We lay still for a little till the scouts came back and reported the coast clear. Then we made a dart for the road, crossed it, and got into cover on the other side, where the ground sloped down to the Letaba glen. I noticed in crossing that the dust of the highway was thick with the marks of shod horses. I was very near and yet very far from my own people.
Once in the rocky gorge of the Letaba we advanced with less care. We scrambled up a steep side gorge and came on to the small plateau from which the Cloud Mountains rise. After that I was so tired that I drowsed away, heedless of the bumping of the litter. We went up and up, and when I next opened my eyes we had gone through a pass into a hollow of the hills. There was a flat space a mile or two square, and all round it stern black ramparts of rock. This must be Inanda's Kraal, a strong place if ever one existed, for a few men could defend all the approaches. Considering that I had warned Arcoll of this rendezvous, I marvelled that no attempt had been made to hold the entrance. The place was impregnable unless guns were brought up to the heights. I remember thinking of a story I had heard—how in the war Beyers took his guns into the Wolkberg, and thereby saved them from our troops.
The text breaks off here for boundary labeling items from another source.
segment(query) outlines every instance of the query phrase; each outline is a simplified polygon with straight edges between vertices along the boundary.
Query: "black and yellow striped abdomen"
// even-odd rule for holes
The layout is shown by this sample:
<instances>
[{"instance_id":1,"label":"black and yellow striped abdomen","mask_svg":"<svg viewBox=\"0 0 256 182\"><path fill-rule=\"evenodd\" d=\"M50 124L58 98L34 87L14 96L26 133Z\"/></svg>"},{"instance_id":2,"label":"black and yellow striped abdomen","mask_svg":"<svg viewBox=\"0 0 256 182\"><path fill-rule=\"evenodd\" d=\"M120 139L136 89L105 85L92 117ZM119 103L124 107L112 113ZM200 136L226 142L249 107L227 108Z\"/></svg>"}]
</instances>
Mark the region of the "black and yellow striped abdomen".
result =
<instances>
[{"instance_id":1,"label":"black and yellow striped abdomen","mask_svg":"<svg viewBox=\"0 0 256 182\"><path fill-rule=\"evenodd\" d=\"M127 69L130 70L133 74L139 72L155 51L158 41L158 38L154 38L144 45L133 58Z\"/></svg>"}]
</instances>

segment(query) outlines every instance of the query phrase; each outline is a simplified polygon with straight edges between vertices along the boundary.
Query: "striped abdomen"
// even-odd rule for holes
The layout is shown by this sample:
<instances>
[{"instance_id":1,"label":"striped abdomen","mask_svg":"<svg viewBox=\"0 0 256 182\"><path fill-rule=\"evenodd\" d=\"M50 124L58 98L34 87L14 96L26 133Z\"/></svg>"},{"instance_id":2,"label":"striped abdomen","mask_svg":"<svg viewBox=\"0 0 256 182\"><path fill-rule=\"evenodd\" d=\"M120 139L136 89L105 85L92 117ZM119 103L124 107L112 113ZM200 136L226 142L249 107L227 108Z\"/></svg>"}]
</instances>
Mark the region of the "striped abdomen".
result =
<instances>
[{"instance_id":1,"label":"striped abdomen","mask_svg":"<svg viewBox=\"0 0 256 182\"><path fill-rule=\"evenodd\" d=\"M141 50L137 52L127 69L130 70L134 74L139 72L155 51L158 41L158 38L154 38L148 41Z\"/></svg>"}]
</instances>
Could Arcoll be meditating the same exploit?
Suddenly I heard the sound of loud voices, and my litter was dropped roughly on the ground. I woke to clear consciousness in the midst of pandemonium.
CHAPTER XVI
INANDA'S KRAAL
The vow was at an end. In place of the silent army of yesterday a mob of maddened savages surged around me. They were chanting a wild song, and brandishing spears and rifles to its accompaniment. From their bloodshot eyes stared the lust of blood, the fury of conquest, and all the aboriginal passions on which Laputa had laid his spell. In my mind ran a fragment from Laputa's prayer in the cave about the 'Terrible Ones.' Machudi's men—stout fellows, they held their ground as long as they could—were swept out of the way, and the wave of black savagery seemed to close over my head.
I thought my last moment had come. Certainly it had but for Colin. The bag had been taken from his head, and the fellow of Machudi's had dropped the rope round his collar. In a red fury of wrath the dog leaped at my enemies. Though every man of them was fully armed, they fell back, for I have noticed always that Kaffirs are mortally afraid of a white man's dog. Colin had the sense to keep beside me. Growling like a thunderstorm he held the ring around my litter.
The breathing space would not have lasted long, but it gave me time to get to my feet. My wrists and feet had been unbound long before, and the rest had cured my leg-weariness. I stood up in that fierce circle with the clear knowledge that my life hung by a hair.